Depending on how far afield you plan to roam, the choices for how to get and stay connected vary. Here’s a checklist to prepare for hitting the road and staying connected:
Laptop or PC?
The choice varies with personal preference. Many people enjoy a laptop, as it gives them the choice of connecting inside a camper or RV, or taking it into an Internet café.
Others like the higher performance or ease of use of a desktop machine.
Satellite RV
If you’re the type to roam and still want to stay connected, the surest system is an RV Internet satellite dish system. This is also the most expensive route.
Even the simplest system runs about $1,800 to buy, not counting the monthly satellite connection fee (which averages about $65). The higher end systems, which are attached to the top of a vehicle, can cost $5,000 or more.
The upside: Dishes will find a satellite to link to nearly anywhere. The downside: apart from the cost, there’s the setup and maintenance. The lower-end systems involve a tripod dish that has to be hauled out of the RV and placed and aimed at a dish.
Former Seattle residents Diane Melde and Bill Joyce, now both retired from Microsoft and full-time RVers, use a tripod dish system and consider it a reliable way to check their financial sites and stay in touch with other family members.
They’re adept at knowing how to park their RV for good access to a satellite. “When we camp in a park, we have to be careful not to be surrounded by too many trees or it won’t work,” said Melde.
The WiFi route
For folks who just need to get connected when they find themselves parked at a campground or rolling through a city, the better and less expensive option is relying on wireless Internet connections (or WiFi).
WiFi is now widely found at many U.S. RV campgrounds, said Michael S. Fousie, who travels in his RV full time after retiring in January as a cameraman for KAYU-TV in Portland.
“If you’re going to be driving through campgrounds and towns, it’s easier to just rely on WiFi,” said Fousie.
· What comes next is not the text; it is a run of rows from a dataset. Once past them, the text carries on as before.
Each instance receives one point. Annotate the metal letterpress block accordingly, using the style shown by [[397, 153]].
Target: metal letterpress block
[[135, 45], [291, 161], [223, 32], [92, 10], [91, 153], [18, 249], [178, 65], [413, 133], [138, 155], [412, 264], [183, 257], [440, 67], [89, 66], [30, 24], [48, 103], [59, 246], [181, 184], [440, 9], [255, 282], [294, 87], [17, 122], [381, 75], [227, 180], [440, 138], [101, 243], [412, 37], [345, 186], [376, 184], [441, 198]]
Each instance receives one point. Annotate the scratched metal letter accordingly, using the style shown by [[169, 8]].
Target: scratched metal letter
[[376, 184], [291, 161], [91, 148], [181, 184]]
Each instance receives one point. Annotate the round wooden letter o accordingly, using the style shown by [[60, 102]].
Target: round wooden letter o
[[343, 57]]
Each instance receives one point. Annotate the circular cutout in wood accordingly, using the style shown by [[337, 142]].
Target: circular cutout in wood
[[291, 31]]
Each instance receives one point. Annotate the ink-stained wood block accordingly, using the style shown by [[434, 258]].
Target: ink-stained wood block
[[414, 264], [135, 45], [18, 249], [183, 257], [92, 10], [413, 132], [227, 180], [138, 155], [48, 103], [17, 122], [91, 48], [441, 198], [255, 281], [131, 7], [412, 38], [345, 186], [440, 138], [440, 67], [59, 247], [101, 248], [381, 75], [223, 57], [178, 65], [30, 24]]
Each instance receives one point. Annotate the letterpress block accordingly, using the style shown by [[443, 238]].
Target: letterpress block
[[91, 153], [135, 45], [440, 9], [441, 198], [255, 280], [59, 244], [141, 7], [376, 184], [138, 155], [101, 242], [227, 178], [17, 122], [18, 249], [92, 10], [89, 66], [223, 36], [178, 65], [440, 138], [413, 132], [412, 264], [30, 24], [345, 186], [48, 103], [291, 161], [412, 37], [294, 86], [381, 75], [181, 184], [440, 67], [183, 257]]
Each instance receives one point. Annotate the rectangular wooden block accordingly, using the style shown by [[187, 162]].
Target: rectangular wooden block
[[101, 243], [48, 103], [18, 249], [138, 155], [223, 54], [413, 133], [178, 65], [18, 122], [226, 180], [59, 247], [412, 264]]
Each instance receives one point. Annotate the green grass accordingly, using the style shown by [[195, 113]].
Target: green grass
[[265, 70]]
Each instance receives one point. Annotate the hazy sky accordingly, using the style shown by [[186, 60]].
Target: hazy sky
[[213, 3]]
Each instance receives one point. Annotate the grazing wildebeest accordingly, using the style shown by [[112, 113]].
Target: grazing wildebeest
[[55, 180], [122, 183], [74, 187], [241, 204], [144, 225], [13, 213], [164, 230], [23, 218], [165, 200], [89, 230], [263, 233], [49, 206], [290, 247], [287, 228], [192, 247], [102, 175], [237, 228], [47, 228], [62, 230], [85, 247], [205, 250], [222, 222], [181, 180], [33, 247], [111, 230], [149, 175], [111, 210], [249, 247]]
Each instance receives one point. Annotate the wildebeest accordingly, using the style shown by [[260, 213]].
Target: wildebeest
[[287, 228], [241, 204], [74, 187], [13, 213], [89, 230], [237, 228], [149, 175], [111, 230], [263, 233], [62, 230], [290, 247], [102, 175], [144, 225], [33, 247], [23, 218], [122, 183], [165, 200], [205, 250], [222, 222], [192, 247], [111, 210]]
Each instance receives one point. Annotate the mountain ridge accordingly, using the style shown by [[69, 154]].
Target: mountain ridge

Outside the back roads and campgrounds, WiFi has become nearly universal. In many areas, like downtown Spokane, it’s totally free. In many areas there may be a fee but it’s usually not expensive.
Not all WiFi signals are created equal, however. You will discover, roaming around, that some wireless signals are barely acceptable, connecting you at speeds just barely above old dial-up modem levels.
Air cards (or cellular modem)
When satellite tech is too complex and WiFi may not fit the bill, the best middle-ground option is using a cellular modem or air card technology. The formal term for cards that connect your PC or Mac through your cell-phone network is EVDO (evolution-data optimized).
Many road travelers like Woodbury, who edits his magazine RVTravel from all over the map, find that an air card puts him on the Web at near-broadband speeds consistently and without muss or fuss.
Woodbury said he’s driven down the entire Pacific coast using a Verizon EVDO card and nearly always had high data speeds.
Such cards range in price from about $30 on up to $200, depending on manufacturer.
Then you have to pay your cell provider an additional monthly data-plan fee. For Verizon or Spint-Nextel customers, the all-you-can-eat data plans run about $60 a month.
If you buy a lower-priced monthly plan but exceed the data limit, extra costs will be tacked on.
And some parts of the country are not fully built-out for EVDO; Sprint-Nextel cards will drop back to dial-up speeds in most sections of Montana and Wyoming. Company service technician Haris Alijagic said the company is preparing to upgrade service in those areas before long.
Driving into Mexico or Canada, the same speed drop-off occurs, said Alijagic. At that point your network connection is considered a roaming call; each carrier sets certain rates for the amount of data you use in cell-roaming mode. Travelers need to be prepared for those charges, said Alijagic.